We sat side by side for a few minutes, listening to the high gurgling of the little river. Mr Brown slid his soft, warm hand over mine. I looked at him. His face was mostly in shadow, but I could see his eyes. He looked so sad. I put my palm up to his face and left it there. And then, swiftly, without warning, the unimpeachable Mr Brown kissed me. His mustache was soft. The secret tongue inside it felt so warm and new; it was like licking a little, wet animal.

*

We were busted eleven months later, in the narrow attic room that Andrew Brown used as a study and a place to meet his students. We were half-dressed (Mr Brown never allowed us to be completely naked), intertwined and sated on the couch, gazing at a spider as it glided through the air from the ceiling on its own glistening filament, when the door opened with a cursory knock, then swiftly shut. We couldn’t see who had come in, but Mr Brown immediately clamped his hands to his head, remembering his appointment with Mademoiselle Martel, a frowsy teacher visiting from Toulouse. And we hadn’t locked the door! I climbed down the fire escape, ran across the green to my house, and waited.

It turned out that, though French, Mlle Martel took a dim view of statutory rape. She blew the whistle, and my beloved Mr Brown was fired. I’m sure I was, too; I never went back to find out. My parents were called, however. Suky went hysterical. I mean really out of her mind. She wouldn’t stop shaking. Tears were flying out of her eyes. She kept saying, ‘How could you?’ I leaned back on the wall and looked at her with false calm; behind my ribs, my heart was going berserk. Chester held her arms while my father popped a couple of sleeping pills into her mouth. I tried to laugh, but my throat was closing up.

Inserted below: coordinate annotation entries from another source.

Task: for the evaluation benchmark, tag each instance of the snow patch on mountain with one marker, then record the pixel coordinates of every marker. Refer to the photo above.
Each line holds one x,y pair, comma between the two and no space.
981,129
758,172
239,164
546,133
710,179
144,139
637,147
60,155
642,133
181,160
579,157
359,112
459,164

I knew what was upsetting the pastor’s wife. It wasn’t her morals being tormented. It was jealousy, straight up. She was crazy with it. In fact, she was plain old crazy. They all were, really, my slow-moving, slow-talking brothers, with their laconic language and leaden eyes – they had all built their personalities up like bulwarks against her mania and neglect. Depressives, every last one of them. And my father – well, he had learned how to take care of himself. I had been eavesdropping on his phone conversations with Mrs Herbert Orschler for a year. The two of them met every Friday afternoon, like clockwork. Poor old Suky would have no lover now. Because I was leaving. I knew it the minute she heard the news; her face crumpled like a child who’s lost her favorite teddy under the wheels of a bus. Gone forever, that little stuffed bear. I couldn’t stay after that performance. I mean, I didn’t need a degree in psychology to realize there was something wrong between me and my mother.

It came in handy that I was so pissed off. Not just by this one episode but by the pills, by her being so needy all the time – the whole thing. I had become like one of those men you see in the movies who wear aviator sunglasses and chew gum and never get ruffled. That’s what I was trying to be: Clint Eastwood if he was a seventeen-year-old girl. I packed some clothes in a duffel bag, took my savings from the job at Oakley, drove my mother’s car to the bus station, and left it there with the keys in it. I never got to say goodbye to Mr Brown. He left Oakley, without his wife. I never heard from him again, but years later I found out he was teaching at a school in Canada. I guess I sort of ruined his life. Or maybe I didn’t. Maybe I just freed him from a miserable marriage and a pathetic, colorless existence. Maybe he’s happy. Maybe he’s got grandkids by now.